L’arbitre amateur allemand, Pascal Kaiser, connu pour son militantisme sur les réseaux sociaux contre l’homophobie dans le football, a demandé en mariage son partenaire devant 50 000 spectateurs à Cologne.
C’était osé, mais le public a répondu présent. Pascal Kaiser, arbitre amateur allemand et militant contre l’homophobie, a saisi l’instant pour faire sa demande en mariage à son petit ami, Moritz, devant 50 000 spectateurs enthousiastes à Cologne. Un geste à la fois intime et politique, acclamé par le public.
“Tout a commencé lorsque mon partenaire m’a dit un jour : “Si tu me demandes en mariage un jour, fais-le en grand””, raconte Pascal Kaiser au Tagesspiegel. Ce soir-là, le message a trouvé son écho. Devant les tribunes bondées du FC Cologne, l’arbitre de 27 ans a posé la question fatidique, et lorsque Moritz a répondu oui, l'”influenceur” a été ravi de la réaction des supporters de Cologne qui ont acclamé le couple : “Tout le stade a tremblé, a-t-il souri. Je n’ai pas eu une seule expérience négative”.
Les réseaux sociaux pour sensibiliser
Connu pour avoir révélé sa bisexualité en 2022, Pascal Kaiser utilise sa notoriété sur les réseaux sociaux pour sensibiliser au respect des personnes LGBTQ + dans le football. Suivi par 40 000 abonnés sur Instagram, il conseille même parfois des joueurs professionnels souhaitant faire leur coming out.
Pourtant, ce moment de bonheur n’a pas été exempt de stress. “Tout était là en même temps : la peur, la fierté, un pur bonheur”, confie-t-il. “J’avais vraiment peur d’être hué, ce qui aurait gâché toute la demande.” Heureusement, la réaction du public de Cologne a été à la hauteur : acclamations, applaudissements et joie générale.

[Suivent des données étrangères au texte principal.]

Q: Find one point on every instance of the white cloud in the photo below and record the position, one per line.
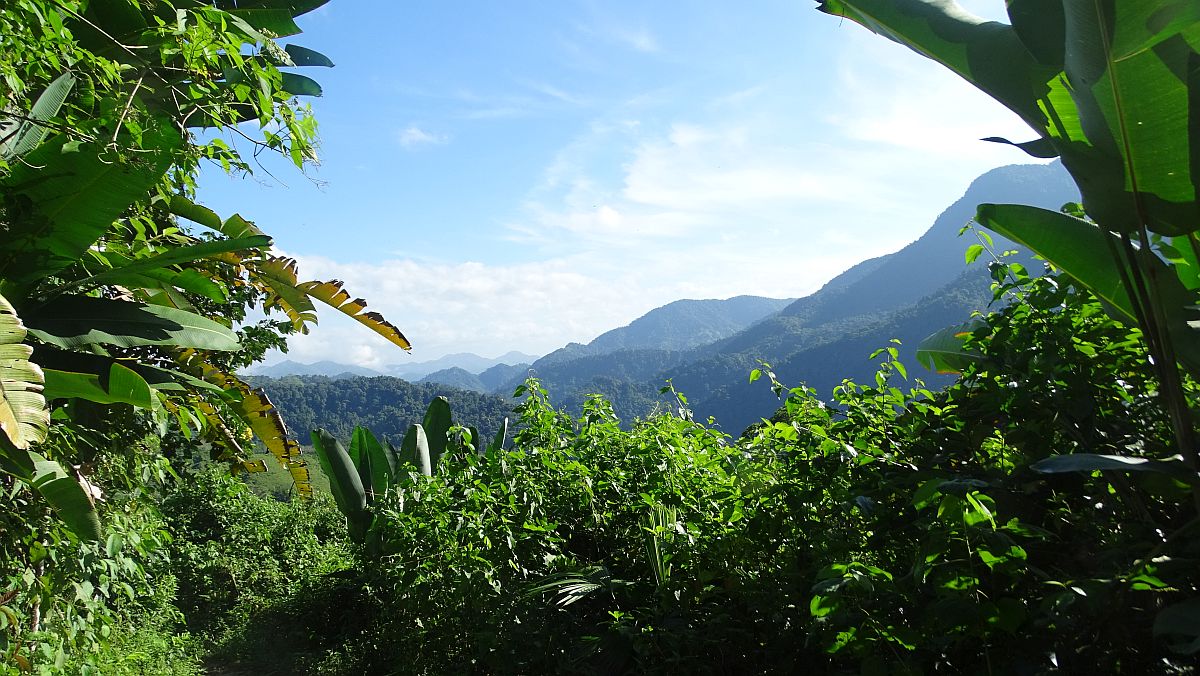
(413, 136)
(639, 39)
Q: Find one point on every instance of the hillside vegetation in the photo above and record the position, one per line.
(1035, 512)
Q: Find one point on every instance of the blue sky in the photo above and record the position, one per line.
(517, 175)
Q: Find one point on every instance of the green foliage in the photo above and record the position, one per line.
(363, 476)
(237, 555)
(384, 405)
(901, 530)
(1101, 84)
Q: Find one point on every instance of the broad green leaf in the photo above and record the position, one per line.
(1132, 69)
(333, 294)
(76, 321)
(372, 461)
(437, 425)
(1083, 251)
(343, 482)
(501, 437)
(988, 54)
(279, 275)
(1091, 462)
(85, 376)
(66, 496)
(178, 255)
(234, 226)
(945, 353)
(277, 22)
(1180, 624)
(417, 448)
(300, 85)
(167, 282)
(24, 418)
(305, 57)
(30, 132)
(75, 197)
(119, 384)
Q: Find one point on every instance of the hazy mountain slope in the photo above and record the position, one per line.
(331, 369)
(826, 336)
(822, 359)
(673, 327)
(456, 377)
(936, 257)
(466, 360)
(384, 405)
(502, 375)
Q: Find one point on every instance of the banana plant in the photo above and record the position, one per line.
(1110, 88)
(100, 273)
(361, 474)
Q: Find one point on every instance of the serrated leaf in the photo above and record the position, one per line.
(24, 418)
(77, 321)
(1091, 462)
(333, 294)
(75, 198)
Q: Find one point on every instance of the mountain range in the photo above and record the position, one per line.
(415, 371)
(708, 347)
(821, 339)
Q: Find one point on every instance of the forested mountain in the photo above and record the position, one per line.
(384, 405)
(816, 340)
(331, 369)
(456, 377)
(466, 360)
(498, 377)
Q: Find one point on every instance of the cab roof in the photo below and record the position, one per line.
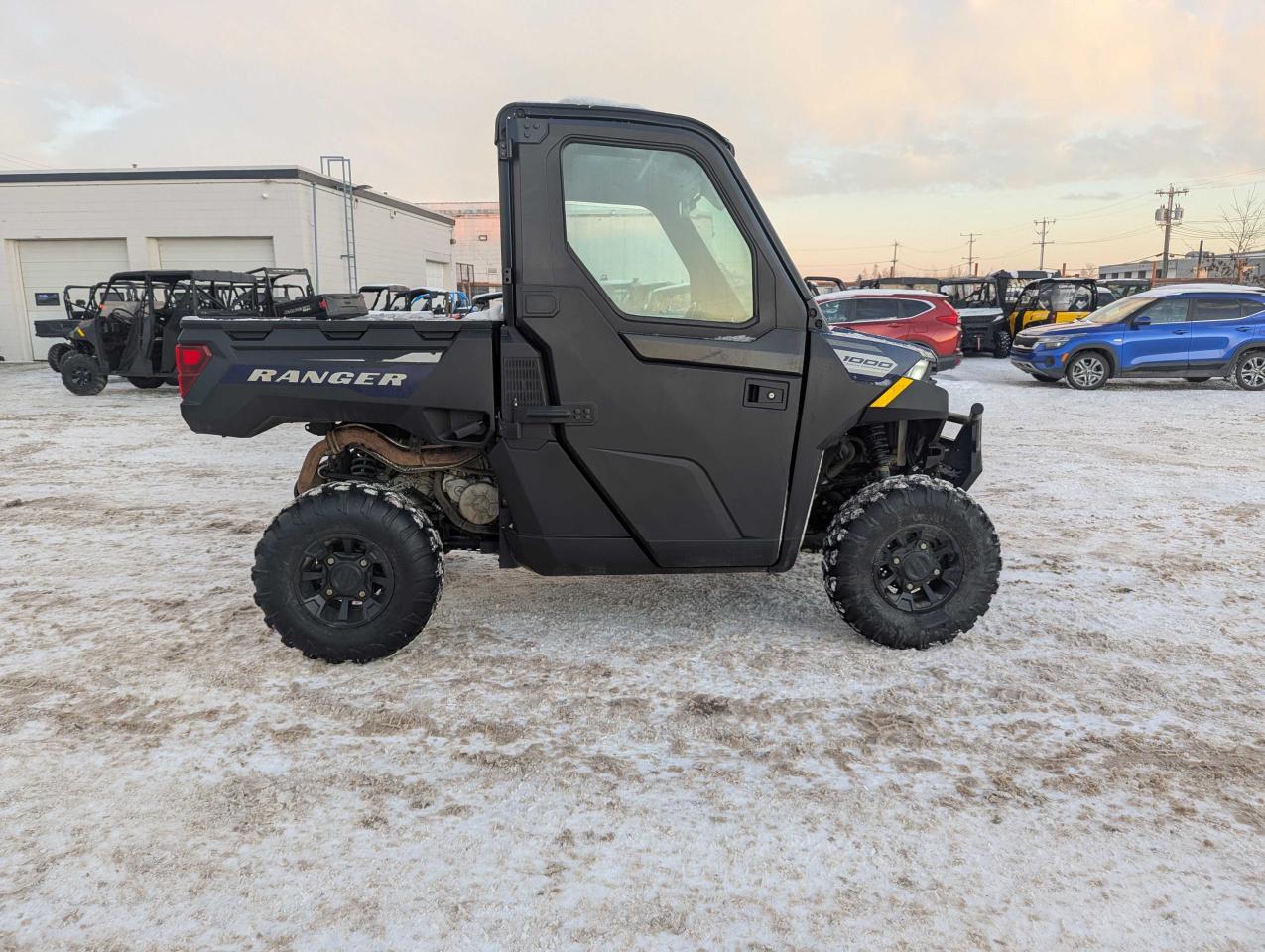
(237, 277)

“C’est incroyable que le FC Cologne m’ait offert cette tribune et que j’ai ainsi pu envoyer un signal fort pour la visibilité des personnes queer dans le football. Se tenir devant plus de 50 000 personnes qui vous écoutent, c’est surréaliste. J’avais très peur qu’il (son petit ami) dise non”, s’exprime l’arbitre.
Des réactions diverses
Pascal Kaiser reconnaît cependant que tous les stades ne réagiraient pas de la même manière. “À St. Pauli, cela aurait probablement été aussi positif. À Francfort ou à Dresde, cela aurait peut-être été plus difficile. Je ne l’aurais pas fait dans tous les stades”, précise-t-il.
Malgré quelques commentaires homophobes apparus sur les réseaux sociaux, l’arbitre voit dans cette demande un signal fort. “Peut-être que ça donnera même un petit coup de pied aux fesses à certains pour leur montrer que tout cela fait bien sûr partie du football, a-t-il lancé. L’existence de joueurs homosexuels ou bisexuels est complètement passée sous silence.”
Et dans un stade souvent accusé de tous les excès, c’est finalement un simple “oui” qui a fait le plus de bruit.